Abbreviations: HER2, human EGF receptor 2; IDO, indoleamine 2,3 dioxygenase.

Discussion

It has been documented that IDO emerged from tumors has ability to constrain the immune responses against tumor.23 IDO is suggested to play a pivotal role in the pathogenesis of breast cancer. To the best of our knowledge, this is the first study that establishes the expression of IDO in Pakistani breast cancer patients. The findings of current study support the observation that increased IDO expression (P=0.01) is associated with TNBC patients (65.3%) compared to the non-TNBC patients (33.3%), coherent with the finding published by Kim et al23 and Dill et al.24 Jaquemiere et al21 also observed high IDO expression in basal-like breast carcinoma (BLBC), a subtype of TNBC. They mainly investigated IDO expression at mRNA level; however, we investigated IDO protein expression in tissues. IDO expression at transcriptional level can be different from IDO expression at translational level due to various factors. Therefore, we presume that IDO expression at protein level may act as a more consistent factor to investigate. Soliman et al25 revealed that IDO expression was higher in ER+ tumor in comparison with ER− tumors (P=0.0064). In our study, we could not find an association between IDO expression and HER2, PR, or ER status in breast cancer patients, which was primarily consistent with the recently published study by Wei et al.26

IDO overexpression is associated with shorter overall survival in patients with solid tumors.12–14,27–31 Soliman et al25 validated that high IDO expression is associated with better survival outcomes in breast cancer patients, consistent with findings presented by Jaquemiere et al.21 In our study, overall survival data were compared among the IDO high, IDO medium, and IDO low groups. There was a statistically significant difference (P=0.04) between the three groups. Our data confirmed that high IDO expression is associated with the poor prognosis of the patients. This is similar to the findings by Wei et al.26

IDO expression has immunological and non-immunological effects on breast tumor growth.32 It is imperative to understand the involvement of IDO in the progression of breast cancer.25 IDO has a potential to be used as an immunotherapeutic target in TNBC patients.33 This study had some limitations. This study was conducted on 100 patients. Future studies on Pakistani breast cancer patients with a broader cohort are warranted to establish definitive correlations.

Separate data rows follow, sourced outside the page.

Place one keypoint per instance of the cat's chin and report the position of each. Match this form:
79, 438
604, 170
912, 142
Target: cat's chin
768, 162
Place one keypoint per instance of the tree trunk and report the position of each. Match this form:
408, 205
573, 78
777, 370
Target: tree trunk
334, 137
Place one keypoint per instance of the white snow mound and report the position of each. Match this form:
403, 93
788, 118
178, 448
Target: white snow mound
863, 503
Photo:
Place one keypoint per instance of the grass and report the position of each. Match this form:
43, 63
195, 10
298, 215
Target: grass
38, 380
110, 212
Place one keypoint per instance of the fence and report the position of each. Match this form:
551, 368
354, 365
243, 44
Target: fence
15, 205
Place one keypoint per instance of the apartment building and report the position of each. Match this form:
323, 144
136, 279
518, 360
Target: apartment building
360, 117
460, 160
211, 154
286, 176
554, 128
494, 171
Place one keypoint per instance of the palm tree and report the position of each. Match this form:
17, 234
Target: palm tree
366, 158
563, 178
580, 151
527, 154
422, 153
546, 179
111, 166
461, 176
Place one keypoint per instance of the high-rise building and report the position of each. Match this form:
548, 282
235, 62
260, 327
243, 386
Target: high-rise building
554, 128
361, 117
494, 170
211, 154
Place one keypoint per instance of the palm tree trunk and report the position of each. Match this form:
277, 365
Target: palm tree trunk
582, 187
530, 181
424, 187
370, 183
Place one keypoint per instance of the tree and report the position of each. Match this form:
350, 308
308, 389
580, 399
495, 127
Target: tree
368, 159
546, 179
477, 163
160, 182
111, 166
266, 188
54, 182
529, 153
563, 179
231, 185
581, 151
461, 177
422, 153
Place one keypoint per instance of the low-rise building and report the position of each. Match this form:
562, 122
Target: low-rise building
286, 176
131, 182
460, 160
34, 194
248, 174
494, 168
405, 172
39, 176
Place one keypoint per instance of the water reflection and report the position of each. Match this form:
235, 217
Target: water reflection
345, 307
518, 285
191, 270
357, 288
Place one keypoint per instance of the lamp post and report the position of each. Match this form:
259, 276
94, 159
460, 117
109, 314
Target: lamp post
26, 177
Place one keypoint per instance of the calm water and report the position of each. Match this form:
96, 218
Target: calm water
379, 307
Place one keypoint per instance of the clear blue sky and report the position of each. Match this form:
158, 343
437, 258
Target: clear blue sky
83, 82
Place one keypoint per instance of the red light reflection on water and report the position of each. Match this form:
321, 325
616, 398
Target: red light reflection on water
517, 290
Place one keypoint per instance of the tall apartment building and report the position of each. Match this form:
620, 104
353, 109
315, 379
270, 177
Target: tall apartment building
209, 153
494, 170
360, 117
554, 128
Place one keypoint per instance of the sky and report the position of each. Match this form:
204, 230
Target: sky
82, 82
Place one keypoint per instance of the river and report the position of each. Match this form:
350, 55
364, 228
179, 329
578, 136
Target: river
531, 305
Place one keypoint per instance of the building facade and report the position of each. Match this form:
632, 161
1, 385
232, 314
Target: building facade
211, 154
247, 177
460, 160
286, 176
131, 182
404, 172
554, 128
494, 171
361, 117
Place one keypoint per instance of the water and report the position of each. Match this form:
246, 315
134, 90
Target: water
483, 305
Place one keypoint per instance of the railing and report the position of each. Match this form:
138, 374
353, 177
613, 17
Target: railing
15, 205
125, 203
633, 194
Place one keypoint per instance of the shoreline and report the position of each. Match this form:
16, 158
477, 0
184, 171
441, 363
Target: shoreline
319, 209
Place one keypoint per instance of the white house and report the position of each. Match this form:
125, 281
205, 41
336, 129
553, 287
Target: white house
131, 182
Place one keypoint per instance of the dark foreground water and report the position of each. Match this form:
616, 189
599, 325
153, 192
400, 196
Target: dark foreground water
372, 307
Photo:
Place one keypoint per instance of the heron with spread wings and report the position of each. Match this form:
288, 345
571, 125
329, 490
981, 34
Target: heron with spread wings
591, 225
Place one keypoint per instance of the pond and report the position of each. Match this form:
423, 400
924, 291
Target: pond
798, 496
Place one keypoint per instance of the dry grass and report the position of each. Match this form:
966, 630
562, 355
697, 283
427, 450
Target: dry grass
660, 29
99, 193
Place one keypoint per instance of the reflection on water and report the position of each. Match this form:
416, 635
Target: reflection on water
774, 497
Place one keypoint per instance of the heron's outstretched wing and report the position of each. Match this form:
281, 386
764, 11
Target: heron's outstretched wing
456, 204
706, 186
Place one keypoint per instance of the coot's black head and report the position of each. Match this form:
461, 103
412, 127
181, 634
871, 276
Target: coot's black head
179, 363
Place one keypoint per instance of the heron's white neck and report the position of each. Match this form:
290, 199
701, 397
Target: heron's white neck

IDO is not expressed in normal breast tissues.34 Our data suggest that IDO expression was higher in the TNBC patients compared to that in the non-TNBC patients. Furthermore, high IDO expression is considerably linked with overall decreased patient survival and poor prognosis in patients diagnosed breast cancer in Pakistan. Tumors with increased IDO expression and decreased patients’ survival endorse the idea that a treatment modality involving IDO inhibition may have antitumor effects. Thus, IDO is a promising target for therapeutic intervention specifically in TNBC patients.